Calculation of Gibbs partition function with imaginary time evolution on near-term quantum computers

TL;DR

This paper introduces an efficient quantum algorithm for calculating the Gibbs partition function using imaginary time evolution, requiring fewer qubits and measurements than previous methods, suitable for near-term quantum computers.

Contribution

The authors propose a novel scheme that computes the Gibbs partition function with minimal qubit resources and avoids extensive state extrapolation, improving feasibility on near-term quantum devices.

Findings

Requires only 2N qubits for N-qubit systems.

Uses overlap measurements of Gibbs states at different temperatures.

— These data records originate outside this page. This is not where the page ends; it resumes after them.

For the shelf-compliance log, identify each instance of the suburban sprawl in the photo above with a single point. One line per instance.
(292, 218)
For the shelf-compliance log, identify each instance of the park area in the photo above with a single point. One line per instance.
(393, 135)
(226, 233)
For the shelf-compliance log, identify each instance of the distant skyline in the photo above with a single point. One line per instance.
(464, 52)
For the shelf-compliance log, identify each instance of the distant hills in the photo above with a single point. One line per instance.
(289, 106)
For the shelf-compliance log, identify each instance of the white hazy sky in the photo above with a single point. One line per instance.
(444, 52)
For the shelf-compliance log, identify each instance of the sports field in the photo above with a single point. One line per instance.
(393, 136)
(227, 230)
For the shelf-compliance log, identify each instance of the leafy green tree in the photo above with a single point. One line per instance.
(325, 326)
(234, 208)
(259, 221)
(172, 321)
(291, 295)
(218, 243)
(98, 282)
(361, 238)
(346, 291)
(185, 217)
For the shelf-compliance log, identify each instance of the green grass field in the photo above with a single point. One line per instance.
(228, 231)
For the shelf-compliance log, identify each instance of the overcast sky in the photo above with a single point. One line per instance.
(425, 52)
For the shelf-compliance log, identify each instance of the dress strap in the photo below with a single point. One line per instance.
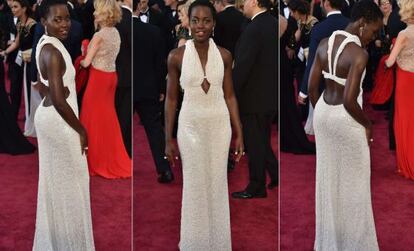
(349, 38)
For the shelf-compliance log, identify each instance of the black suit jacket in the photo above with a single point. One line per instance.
(255, 66)
(85, 15)
(169, 24)
(155, 17)
(229, 25)
(149, 61)
(320, 31)
(10, 27)
(123, 60)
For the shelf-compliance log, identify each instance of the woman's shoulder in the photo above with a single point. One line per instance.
(225, 54)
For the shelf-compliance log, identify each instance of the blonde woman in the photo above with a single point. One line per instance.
(402, 54)
(107, 156)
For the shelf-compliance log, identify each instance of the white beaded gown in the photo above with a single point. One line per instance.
(344, 217)
(63, 217)
(204, 134)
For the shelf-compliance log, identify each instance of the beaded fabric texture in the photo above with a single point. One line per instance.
(344, 217)
(63, 217)
(405, 58)
(105, 57)
(204, 134)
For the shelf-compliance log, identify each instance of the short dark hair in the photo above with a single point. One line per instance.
(135, 5)
(23, 4)
(366, 9)
(336, 4)
(301, 6)
(46, 4)
(203, 3)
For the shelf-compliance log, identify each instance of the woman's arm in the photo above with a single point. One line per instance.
(315, 78)
(93, 49)
(53, 67)
(398, 46)
(181, 42)
(352, 89)
(14, 46)
(171, 104)
(231, 102)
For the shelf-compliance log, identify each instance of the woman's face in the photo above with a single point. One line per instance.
(385, 6)
(294, 14)
(99, 17)
(370, 31)
(201, 23)
(58, 22)
(17, 10)
(182, 16)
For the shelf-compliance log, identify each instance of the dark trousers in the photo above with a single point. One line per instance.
(123, 103)
(257, 136)
(15, 74)
(149, 112)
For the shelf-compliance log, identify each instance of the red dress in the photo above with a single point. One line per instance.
(384, 83)
(107, 156)
(404, 122)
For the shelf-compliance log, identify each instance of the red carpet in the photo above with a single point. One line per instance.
(392, 197)
(157, 206)
(110, 202)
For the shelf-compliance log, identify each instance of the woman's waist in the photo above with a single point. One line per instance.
(104, 68)
(204, 110)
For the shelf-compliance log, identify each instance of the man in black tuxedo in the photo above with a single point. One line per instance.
(149, 15)
(15, 71)
(170, 21)
(229, 24)
(85, 14)
(255, 83)
(123, 95)
(333, 22)
(149, 88)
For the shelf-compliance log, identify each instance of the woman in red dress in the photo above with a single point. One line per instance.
(403, 53)
(107, 156)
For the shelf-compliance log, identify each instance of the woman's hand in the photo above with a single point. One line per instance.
(239, 146)
(171, 153)
(84, 141)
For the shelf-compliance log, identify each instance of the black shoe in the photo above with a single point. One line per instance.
(247, 195)
(165, 177)
(273, 184)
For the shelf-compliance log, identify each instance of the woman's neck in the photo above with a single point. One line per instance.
(201, 46)
(352, 29)
(303, 18)
(23, 19)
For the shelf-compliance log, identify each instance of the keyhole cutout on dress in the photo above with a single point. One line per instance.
(205, 85)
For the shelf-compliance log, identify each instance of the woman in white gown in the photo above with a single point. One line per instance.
(63, 218)
(344, 217)
(203, 70)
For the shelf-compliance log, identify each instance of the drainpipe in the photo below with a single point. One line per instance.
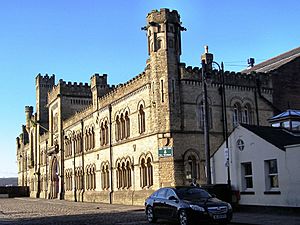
(110, 157)
(82, 158)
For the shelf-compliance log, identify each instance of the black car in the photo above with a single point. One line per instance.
(187, 204)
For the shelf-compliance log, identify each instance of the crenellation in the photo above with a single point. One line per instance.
(156, 109)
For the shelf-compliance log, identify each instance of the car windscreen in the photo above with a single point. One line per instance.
(192, 194)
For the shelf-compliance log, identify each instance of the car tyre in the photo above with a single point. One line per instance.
(183, 218)
(150, 215)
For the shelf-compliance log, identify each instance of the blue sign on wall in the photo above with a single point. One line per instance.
(165, 152)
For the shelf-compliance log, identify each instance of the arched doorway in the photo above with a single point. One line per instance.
(54, 179)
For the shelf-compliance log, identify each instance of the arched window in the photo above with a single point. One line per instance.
(92, 138)
(119, 176)
(142, 126)
(149, 172)
(236, 116)
(105, 176)
(118, 129)
(143, 173)
(122, 121)
(128, 175)
(124, 180)
(201, 116)
(146, 172)
(86, 140)
(106, 133)
(159, 44)
(247, 114)
(127, 125)
(192, 166)
(102, 135)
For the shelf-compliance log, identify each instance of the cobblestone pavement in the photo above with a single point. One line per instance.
(27, 211)
(30, 211)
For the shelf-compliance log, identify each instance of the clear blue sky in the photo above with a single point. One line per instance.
(75, 39)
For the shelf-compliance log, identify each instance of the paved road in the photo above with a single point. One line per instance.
(27, 211)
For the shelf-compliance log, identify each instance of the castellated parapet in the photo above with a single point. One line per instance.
(231, 78)
(70, 89)
(164, 15)
(122, 90)
(28, 115)
(45, 80)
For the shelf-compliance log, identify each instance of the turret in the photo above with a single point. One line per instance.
(164, 47)
(163, 32)
(99, 87)
(43, 84)
(28, 115)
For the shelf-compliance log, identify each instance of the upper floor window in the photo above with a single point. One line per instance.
(105, 176)
(104, 133)
(118, 129)
(201, 112)
(236, 116)
(247, 176)
(271, 174)
(247, 114)
(142, 126)
(127, 125)
(146, 172)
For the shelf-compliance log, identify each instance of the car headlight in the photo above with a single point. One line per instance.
(197, 208)
(229, 207)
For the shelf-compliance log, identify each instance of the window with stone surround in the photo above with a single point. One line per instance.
(201, 116)
(123, 174)
(118, 129)
(247, 176)
(146, 172)
(271, 171)
(247, 114)
(141, 119)
(103, 133)
(68, 180)
(191, 165)
(105, 176)
(236, 114)
(90, 177)
(127, 125)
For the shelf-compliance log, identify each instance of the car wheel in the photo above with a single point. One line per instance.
(183, 218)
(150, 215)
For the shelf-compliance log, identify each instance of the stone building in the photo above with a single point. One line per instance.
(117, 144)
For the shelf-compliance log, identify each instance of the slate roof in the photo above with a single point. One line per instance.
(275, 62)
(287, 114)
(277, 136)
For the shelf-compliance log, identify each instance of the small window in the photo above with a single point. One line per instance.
(162, 193)
(271, 174)
(247, 176)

Reduces resource costs compared to existing methods.

Abstract

The Gibbs partition function is an important quantity in describing statistical properties of a system in thermodynamic equilibrium. There are several proposals to calculate the partition functions on near-team quantum computers. However, the existing schemes require many copies of the Gibbs states to perform an extrapolation for the calculation of the partition function, and these could be costly performed on the near-term quantum computers. Here, we propose an efficient scheme to calculate the Gibbs function with the imaginary time evolution. To calculate the Gibbs function of $N$ qubits, only $2N$ qubits are required in our scheme. After preparing Gibbs states with different temperatures by using the imaginary time evolution, we measure the overlap between them on a quantum circuit, and this allows us to calculate the Gibbs partition function.